E non stupisce che anche gli Stati Uniti di Donald Trump siano contrari all’introduzione di una clausola “buy european” nel piano di riarmo presentato da Ursula von der Leyen. “Nel momento in cui lavoriamo insieme per rafforzare la cooperazione transatlantica sulla base industriale della difesa, le capacità dell’industria della difesa devono includere anche il trattamento equo per le imprese tecnologiche di difesa americane”, ha detto ieri l’ambasciatore americano alla Nato, Matthew Whitaker.

“Escludere industrie di membri non Ue dalle iniziative di difesa dell’Ue minerebbe l’interoperabilità della Nato, rallenterebbe il riarmo dell’Europa, aumenterebbe i costi e soffocherebbe l’innovazione”, ha aggiunto Whitaker, nonostante abbia poi ribadito l’intenzione degli Usa di concentrarsi su altre minacce rispetto a quelle che pesano sull’Europa.

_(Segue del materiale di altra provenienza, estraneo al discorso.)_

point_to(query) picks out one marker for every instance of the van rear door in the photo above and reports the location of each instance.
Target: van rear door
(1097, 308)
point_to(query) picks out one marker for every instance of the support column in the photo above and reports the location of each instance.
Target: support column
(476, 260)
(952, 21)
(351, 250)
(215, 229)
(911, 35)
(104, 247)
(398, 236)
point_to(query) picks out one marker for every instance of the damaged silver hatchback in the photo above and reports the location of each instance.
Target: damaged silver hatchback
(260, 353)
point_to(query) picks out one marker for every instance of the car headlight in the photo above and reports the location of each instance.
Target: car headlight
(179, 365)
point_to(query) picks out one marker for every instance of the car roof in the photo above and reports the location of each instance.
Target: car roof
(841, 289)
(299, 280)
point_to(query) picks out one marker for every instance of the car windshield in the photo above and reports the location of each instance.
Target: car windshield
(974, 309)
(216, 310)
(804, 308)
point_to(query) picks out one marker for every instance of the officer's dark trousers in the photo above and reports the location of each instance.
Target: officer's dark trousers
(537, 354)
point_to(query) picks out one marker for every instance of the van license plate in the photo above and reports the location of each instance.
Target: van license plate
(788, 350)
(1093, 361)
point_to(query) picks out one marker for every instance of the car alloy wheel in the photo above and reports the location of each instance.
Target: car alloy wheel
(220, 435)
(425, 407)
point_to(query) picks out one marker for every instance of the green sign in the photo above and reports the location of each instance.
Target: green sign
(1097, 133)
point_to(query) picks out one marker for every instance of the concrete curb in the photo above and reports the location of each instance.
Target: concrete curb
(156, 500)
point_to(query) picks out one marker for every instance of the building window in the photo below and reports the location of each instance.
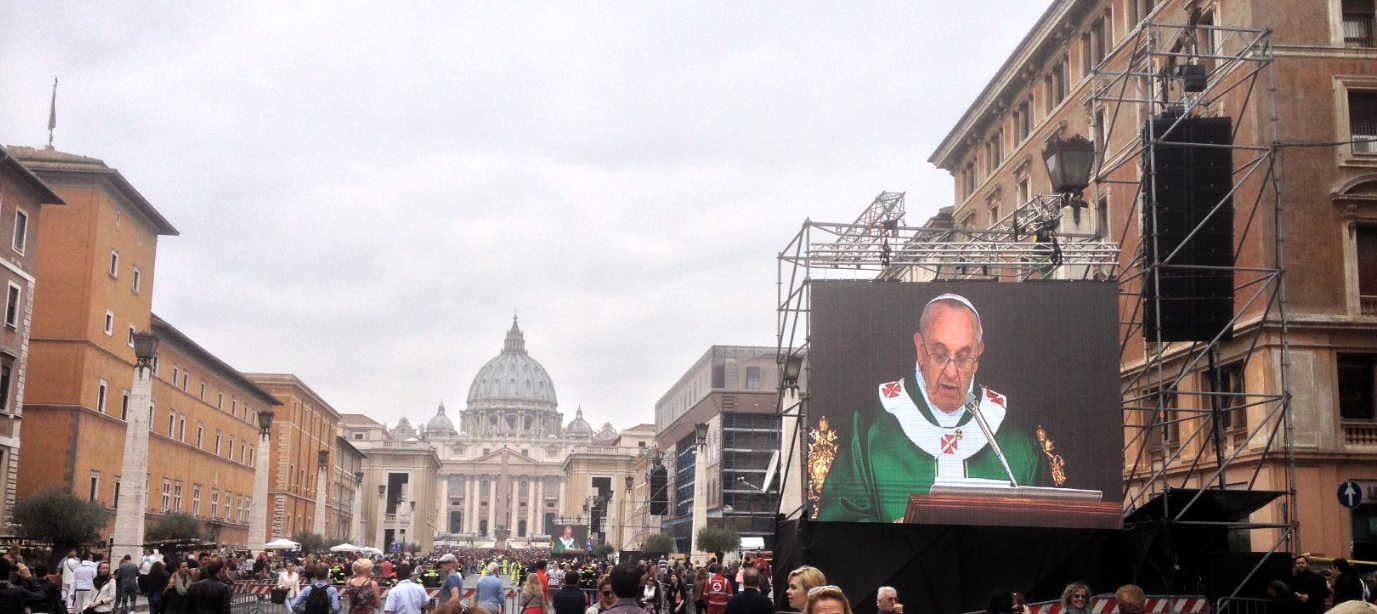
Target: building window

Varsavia spinge per l’accordo

La Polonia resta comunque fiduciosa nella possibilità di raggiungere un accordo a breve. “Siamo molto ottimisti e riusciremo ad ottenere un consenso su questo dossier durante la presidenza polacca, speriamo a maggio”, ha detto Domański, secondo cui “dobbiamo sbloccare in via prioritaria 150 miliardi di euro di prestiti per gli investimenti nella difesa”.